Quelle excellence, donc, pour quelles fins: pas celle du meilleur enseignement possible, ou la meilleure recherche, cela est déjà manifeste. Par cette remarque, qui pourrait paraître naïvement utopique, je ne cherche pas à nier les problèmes actuels des universités. Démotivation des personnels à la fois enseignants et administratifs; opacité et lourdeurs des processus de décision, depuis la création de postes jusqu'à la moindre initiative qui exige trente-six-mille formulaires et autorisations: l'idée que les universités, en particulier de Sciences humaines, ont actuellement une "culture de moyens" (je cite le ministère), fera sourire la plupart des enseignants chercheurs. Quel diagnostic de départ, quelle analyse des situations de travail internes aux universités a présidé à une telle description?
C'est ce diagnostic que je voudrais faire.

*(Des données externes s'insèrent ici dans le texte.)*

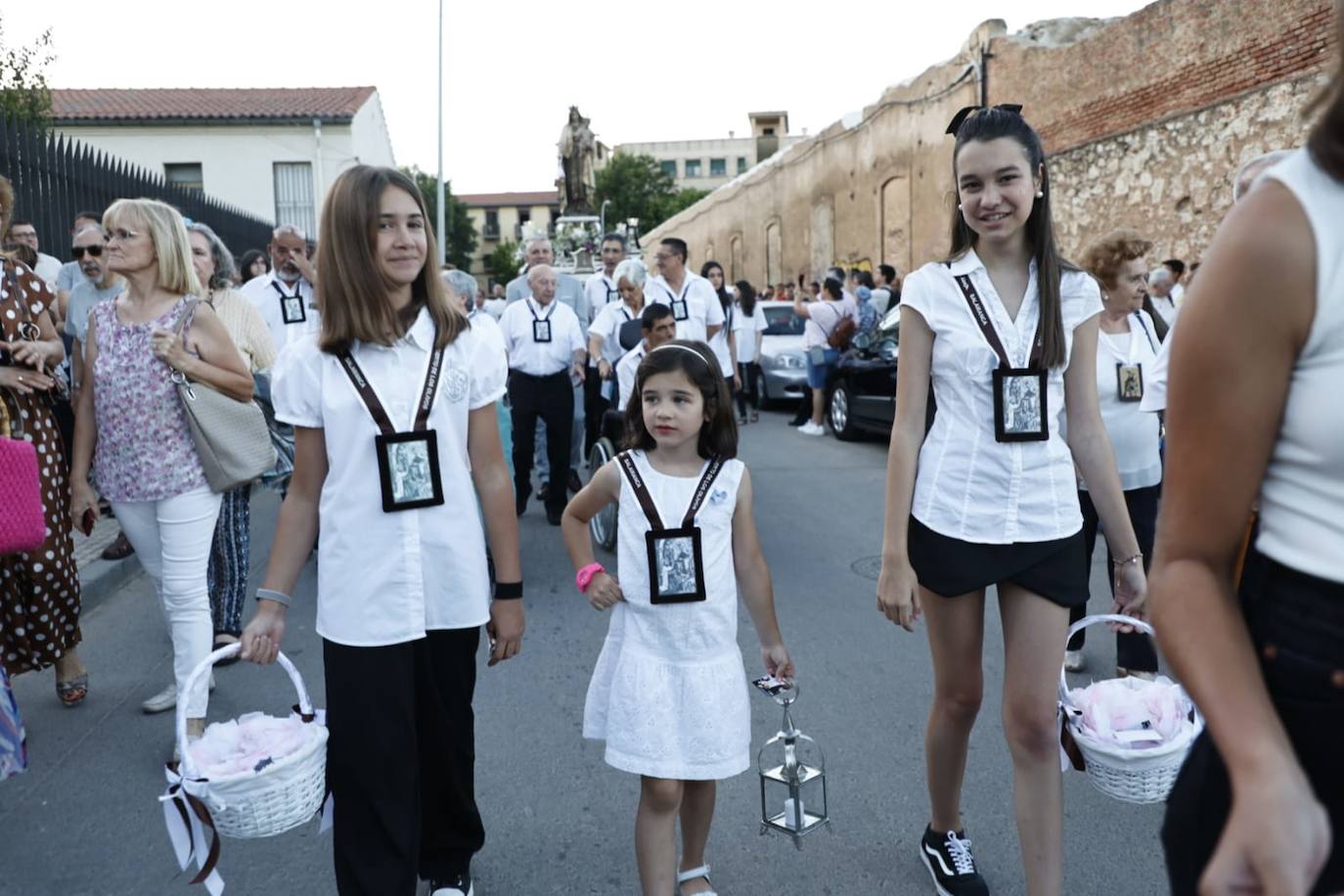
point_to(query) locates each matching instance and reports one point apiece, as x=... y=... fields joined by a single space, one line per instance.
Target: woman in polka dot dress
x=39 y=591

Quant à l'excellence: celle qu'on exige aujourd'hui des universités a un sens bien précis, que l'on reconnaîtra dans ce résumé de Daniel Cohen: "Adam Smith caractérisait le monde moderne comme un monde où chacun se spécialise dans une tâche, et abandonne les autres aux marchés. La logique qui préside au choix de cette spécialisation est simple: je choisis le métier où je suis, comparativement aux autres, le meilleur. Je peux fort bien être moi-même un excellent pâtissier tout autant qu'un excellent cordonnier. ... Il n'empêche: si je suis encore meilleur cordonnier que pâtissier, je consacrerai tout mon temps à la chaussure et j'achèterai mes gâteaux. Le revenu que me rapporte l'activité où j'excelle me dédommagera nécessairement du temps que j'aurais passé à faire mon pain moi-même." (ibid., p. 50)
Serait-il possible que l'on cherche à mettre les universités au pas de ce rythme primaire du capitalisme? Oui. L'excellence est avant tout le signe de la réduction des disciplines et des domaines de recherche, non seulement à l'échelle d'établissements mais aussi à l'échelle nationale voire internationale. Tout le monde s'y précipite: le terme est bien trouvé: comment, en tant qu'universitaire, pourrait-on dire "Pas d'excellence pour moi, merci"? La disparition de certains enseignements sera "compensée", pense-t-on, par le bénéfice économique que l'on tirera du rééquilibrage. Il y a dans cette logique un élément profondément rétrograde, dans lequel on reconnaît bien la "commodification" de l'éducation. Rétrograde par l'objectif même, mais aussi parce que cet objectif est à contretemps historiquement.